Mawlai MLA Process T Sawkmie raised the spectre of Meghalaya going the Kashmir way when it comes to laws meant to protect the indigenous population, warning that provisions of the Sixth Schedule could easily be revoked in the state.
The Congress MLA compared the abrogation of Article 370 of the Constitution, which guaranteed Jammu and Kashmir’s special status, to the potential for something similar happening to the Sixth Schedule, which applies to administration of tribal areas in Assam, Meghalaya, Tripura and Mizoram.
“If such a situation comes we will lose our ST (Scheduled Tribe) status and there will be no more Land Transfer Act,” Sawkmie said while initiating a Zero Hour discussion on a news report of protests by certain groups outside the Meghalaya House in Kolkata recently.
The Congress legislator also said that the people of Meghalaya want to send a clear message to New Delhi that the people of the state believe in the Constitution and want India to prosper.
Sawkmie also said that those protesting in front of the Meghalaya House in Kolkata were organised by those with vested interests. The protests followed accusations that Hindu non-tribals in the state were facing state-sponsored persecution.

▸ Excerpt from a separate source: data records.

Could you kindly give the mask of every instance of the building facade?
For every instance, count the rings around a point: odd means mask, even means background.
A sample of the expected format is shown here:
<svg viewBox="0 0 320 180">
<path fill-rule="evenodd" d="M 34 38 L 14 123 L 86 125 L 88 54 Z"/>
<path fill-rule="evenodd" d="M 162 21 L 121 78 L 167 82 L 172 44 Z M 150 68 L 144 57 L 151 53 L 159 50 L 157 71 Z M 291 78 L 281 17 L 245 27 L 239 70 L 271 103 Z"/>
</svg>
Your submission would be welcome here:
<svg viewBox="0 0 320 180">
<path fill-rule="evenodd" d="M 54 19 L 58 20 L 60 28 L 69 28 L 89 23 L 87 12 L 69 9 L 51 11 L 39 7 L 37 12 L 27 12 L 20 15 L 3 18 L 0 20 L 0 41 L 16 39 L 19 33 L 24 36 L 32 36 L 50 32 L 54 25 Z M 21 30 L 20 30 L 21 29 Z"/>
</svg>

In his reply Chief Minister Conrad K Sangma said that West Bengal police did not allow the protestors to enter onto the premises of Meghalaya House. According to him, the current imbroglio in the press and social media is primarily due to the incident that occurred in Ichamati on February 28 where an attack on anti-Citizenship Amendment Act activists were attacked by residents, which led to the death of a Khasi Students Union member, Lurshai Hynniewta. That incident had law and order repercussions in Shillong, leading to stabbing incidents in the city, which led to the death of one member of the non-tribal community. Multiple arrests have been in these cases, the CM said.
Meanwhile, speaking about the inquiry ordered by the National Commission for the Protection of Child Rights to probe claims that women and children in Ichamati – the relatives of the many non-tribals who had been arrested for Hynniewta’s death or those who had fled fearing arrest – were facing harassment, Sangma informed the house that the inquiry found no such harassment, although there are instances of economic hardship due to the Covid-19 pandemic and non-renewal of trading licences by the district council for non-tribals.
The trading licence issue has been taken up with the district council, he added.